Very slow query and I was a bit confused by the "remote scan"…

Mark Pryce-Maher 2013-10-30 18:37:41

When this query runs it produces a saw tooth patern of IO usage.

I was as confused by the "Remote Scan" because its accessing a local table.

I should also add this is from a SSIS package.


SQLkiwi 2013-10-31 03:28:06
The Remote Scan represents the data coming from the file you are reading from.

The query optimizer uses a fixed guess of 10,000 rows for the number of rows in the file. This estimate is used to reserve memory for the Sort operators in the plan. This reserved memory cannot be expanded once query execution begins, regardless of how much free memory your SQL Server may have available.

Your file presumably contains very many more rows than 10,000 so the sort operations run out of sort memory space and repeatedly "spill" sort runs to physical tempdb disk. This is a very slow operation. The repeated spilling explains why you see a "sawtooth" I/O pattern.

There are no details about the process or tables in the anonymized question, so offering solutions requires a little guesswork. Nevertheless:

If the number of rows being inserted represents a large fraction of the rows in the destination table – or if the destination is empty – you could drop all the indexes before inserting, and recreate them afterward.

This will eliminate the sorts in the BULK INSERT plan, and replace them with sorts based on a known data size in index build plans, which may use minimal-logging if the conditions are right (see Books Online and/or The Data Loading Performance Guide for details).

If the destination table is too large for that technique to work well, you could still BULK INSERT to a heap table, and then move the rows into the destination. Bulk insert to a heap is fast and may be minimally logged. The move to the destination table can also be optimized, and will at least know the number of rows involved for any sorting.
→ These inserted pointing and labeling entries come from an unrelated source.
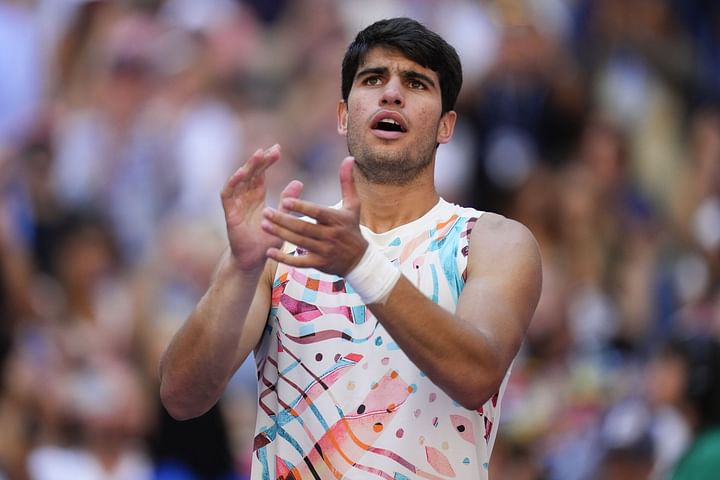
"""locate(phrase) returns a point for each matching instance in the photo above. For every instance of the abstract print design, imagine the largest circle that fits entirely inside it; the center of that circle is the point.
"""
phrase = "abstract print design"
(338, 399)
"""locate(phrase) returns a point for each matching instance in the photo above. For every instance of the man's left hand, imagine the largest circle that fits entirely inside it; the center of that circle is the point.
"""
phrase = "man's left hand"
(334, 244)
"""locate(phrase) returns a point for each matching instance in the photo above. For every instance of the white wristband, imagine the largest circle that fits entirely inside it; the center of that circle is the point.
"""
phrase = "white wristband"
(373, 277)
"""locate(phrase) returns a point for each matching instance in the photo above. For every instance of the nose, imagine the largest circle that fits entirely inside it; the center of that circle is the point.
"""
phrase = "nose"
(392, 94)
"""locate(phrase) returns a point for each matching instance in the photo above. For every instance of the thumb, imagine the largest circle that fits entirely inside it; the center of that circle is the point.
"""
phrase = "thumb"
(351, 201)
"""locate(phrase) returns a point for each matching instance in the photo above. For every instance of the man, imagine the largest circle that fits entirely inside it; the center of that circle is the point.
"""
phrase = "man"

Supported and documented trace flag 610 may help achieve performance gains – see the Data Loading Performance Guide link given earlier for details.

There are other query tuning tricks that could be employed here but there are too many conditions and caveats to list them all without knowing more about the specific circumstances.

Mark Pryce-Maher 2013-10-31 08:17:18
That is an amazing answer considering I've given you so little to work with.

The tables are partitioned by year with approx 9 million rows in each partition.
The plan is from a full load, so lots and lots and lots of data coming in (40 mil rows).

Sorry for being so vague, I'm trying help someone else out and this is the first time I've seen this system, so I don't have much more than this. Its a wide partitioned fact table. We have a similar load (same volume) into a different partitioned table (into the same data files) and the performance is 20 times better. So it could not be the IO sub-system being slow. (well, unlikely) I watched the IO pattern, then got the query plan.

The only reason for posting was the 'Remote Scan' in the query plan, I thought this was mental – but its normal.

I'll go through The Data Loading Performance Guide before I post again.

Cheers for the help.

SQLkiwi 2013-10-31 10:18:12
The Guide contains specific techniques and advice for partitioned tables that you may find helpful. It is quite a long document, but there is a great deal of very useful information there, so it is worth the time investment.